Orion's Belt
- First edition (Norwegian)
- Author: Jon Michelet
- Original title: Orions belte
- Language: Norwegian
- Genre: Action-thriller
- Set in: Svalbard
- Publisher: Oktober Forlag
- Publication date: 1977
- Publication place: Norway

= Orion's Belt (novel) =

1977 novel by Jon Michelet

Orion's Belt (Orions belte) is an action-thriller novel written by Norwegian author Jon Michelet. It was published by Oktober Forlag in 1977 and became a popular seller. It was translated into English by Ellen Nations. The novel was adapted into a 1985 film by the same name, which is regarded as Norway's first modern action film.

The novel follows three shabby Svalbard-based seamen who discover a Soviet bearing station. They are subsequently both targets of Soviet liquidation and American interrogation in an attempt quiet them and retain the political status quo. The Cold War topics were a critique of the Norwegian policy of allowing a
Soviet presence on Svalbard.

The book received mixed reviews.

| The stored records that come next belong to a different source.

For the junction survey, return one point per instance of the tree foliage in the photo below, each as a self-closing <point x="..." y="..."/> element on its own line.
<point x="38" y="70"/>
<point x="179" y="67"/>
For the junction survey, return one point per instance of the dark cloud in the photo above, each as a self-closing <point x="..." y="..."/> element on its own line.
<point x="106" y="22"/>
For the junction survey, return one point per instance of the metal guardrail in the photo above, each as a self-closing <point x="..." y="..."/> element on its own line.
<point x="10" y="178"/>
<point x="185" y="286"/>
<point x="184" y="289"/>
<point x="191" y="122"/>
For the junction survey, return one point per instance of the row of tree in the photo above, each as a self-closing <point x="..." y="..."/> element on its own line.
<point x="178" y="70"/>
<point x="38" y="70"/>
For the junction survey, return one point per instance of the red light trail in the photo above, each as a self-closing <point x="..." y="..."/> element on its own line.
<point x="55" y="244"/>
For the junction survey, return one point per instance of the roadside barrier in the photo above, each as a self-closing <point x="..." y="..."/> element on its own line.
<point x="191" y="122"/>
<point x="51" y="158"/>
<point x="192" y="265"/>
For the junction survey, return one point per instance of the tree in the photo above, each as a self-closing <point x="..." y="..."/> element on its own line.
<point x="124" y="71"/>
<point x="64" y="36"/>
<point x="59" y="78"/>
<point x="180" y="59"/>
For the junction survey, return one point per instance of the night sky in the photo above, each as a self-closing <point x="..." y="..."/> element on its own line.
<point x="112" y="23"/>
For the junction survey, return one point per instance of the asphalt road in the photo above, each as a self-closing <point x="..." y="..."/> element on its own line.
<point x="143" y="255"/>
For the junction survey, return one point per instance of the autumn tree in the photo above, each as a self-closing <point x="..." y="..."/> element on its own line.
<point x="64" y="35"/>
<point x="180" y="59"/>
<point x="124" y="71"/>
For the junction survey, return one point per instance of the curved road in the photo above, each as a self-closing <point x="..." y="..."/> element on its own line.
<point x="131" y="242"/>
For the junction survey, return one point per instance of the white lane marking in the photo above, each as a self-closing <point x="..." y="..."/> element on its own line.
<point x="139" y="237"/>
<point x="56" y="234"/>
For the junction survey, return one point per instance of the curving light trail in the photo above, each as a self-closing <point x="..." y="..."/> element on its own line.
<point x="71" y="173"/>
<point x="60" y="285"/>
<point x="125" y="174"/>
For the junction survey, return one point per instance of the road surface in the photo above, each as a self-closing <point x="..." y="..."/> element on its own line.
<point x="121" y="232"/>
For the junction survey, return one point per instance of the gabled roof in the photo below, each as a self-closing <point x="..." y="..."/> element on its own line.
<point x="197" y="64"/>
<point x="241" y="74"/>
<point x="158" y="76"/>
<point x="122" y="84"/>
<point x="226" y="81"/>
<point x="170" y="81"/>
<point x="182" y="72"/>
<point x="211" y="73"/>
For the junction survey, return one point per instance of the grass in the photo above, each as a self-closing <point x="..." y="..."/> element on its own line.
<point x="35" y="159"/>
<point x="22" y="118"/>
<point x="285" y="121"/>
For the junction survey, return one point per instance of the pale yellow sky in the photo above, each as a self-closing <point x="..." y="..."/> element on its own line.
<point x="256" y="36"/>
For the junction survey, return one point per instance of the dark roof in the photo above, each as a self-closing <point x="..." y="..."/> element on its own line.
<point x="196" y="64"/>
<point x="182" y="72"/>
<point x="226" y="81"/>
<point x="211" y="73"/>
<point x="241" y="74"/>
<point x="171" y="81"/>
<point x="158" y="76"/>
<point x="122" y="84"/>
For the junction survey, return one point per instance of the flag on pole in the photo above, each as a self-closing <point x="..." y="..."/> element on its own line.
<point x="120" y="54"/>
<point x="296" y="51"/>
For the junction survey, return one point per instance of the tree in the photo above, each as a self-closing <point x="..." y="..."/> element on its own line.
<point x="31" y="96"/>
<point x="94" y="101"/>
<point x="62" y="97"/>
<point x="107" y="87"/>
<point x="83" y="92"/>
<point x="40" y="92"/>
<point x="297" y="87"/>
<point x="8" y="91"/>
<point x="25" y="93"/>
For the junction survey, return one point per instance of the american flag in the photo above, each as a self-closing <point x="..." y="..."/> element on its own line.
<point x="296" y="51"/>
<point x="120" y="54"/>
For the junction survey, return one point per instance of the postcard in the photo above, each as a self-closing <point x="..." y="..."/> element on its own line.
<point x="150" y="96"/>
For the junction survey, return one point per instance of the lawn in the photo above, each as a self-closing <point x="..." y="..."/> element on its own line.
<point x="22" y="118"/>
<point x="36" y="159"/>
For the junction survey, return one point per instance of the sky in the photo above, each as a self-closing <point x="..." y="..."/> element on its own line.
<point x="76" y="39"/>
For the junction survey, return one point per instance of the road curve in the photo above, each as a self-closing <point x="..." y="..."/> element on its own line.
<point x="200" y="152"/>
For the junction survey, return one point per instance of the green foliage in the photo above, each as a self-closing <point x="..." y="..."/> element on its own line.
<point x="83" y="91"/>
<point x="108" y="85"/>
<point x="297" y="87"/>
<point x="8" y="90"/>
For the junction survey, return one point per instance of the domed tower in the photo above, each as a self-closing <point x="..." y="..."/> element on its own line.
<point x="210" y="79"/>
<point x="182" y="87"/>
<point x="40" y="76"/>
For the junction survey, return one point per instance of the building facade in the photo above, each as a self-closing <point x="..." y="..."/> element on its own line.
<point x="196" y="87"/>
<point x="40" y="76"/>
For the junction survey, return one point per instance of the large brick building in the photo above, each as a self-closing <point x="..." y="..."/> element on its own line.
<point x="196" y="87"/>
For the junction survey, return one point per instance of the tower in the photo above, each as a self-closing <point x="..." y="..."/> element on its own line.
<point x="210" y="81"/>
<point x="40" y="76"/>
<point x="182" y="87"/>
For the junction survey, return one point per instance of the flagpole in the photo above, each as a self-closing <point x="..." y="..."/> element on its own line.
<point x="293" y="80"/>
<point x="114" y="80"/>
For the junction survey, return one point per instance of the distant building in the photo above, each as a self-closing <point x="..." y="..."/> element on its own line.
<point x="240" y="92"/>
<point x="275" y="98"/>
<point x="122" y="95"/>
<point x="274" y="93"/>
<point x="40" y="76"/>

It was appreciated by Dagbladet, but criticized by Aftenposten. The book's popularity came in part from the public interest in what 3,000 Russians were doing living on the Norwegian archipelago. The title is a reference to that Svalbard was as central located in a potential Cold War war theater as Orion's Belt. The novel also played on the fear of nuclear war and the lack of information from Norwegian media about the issue.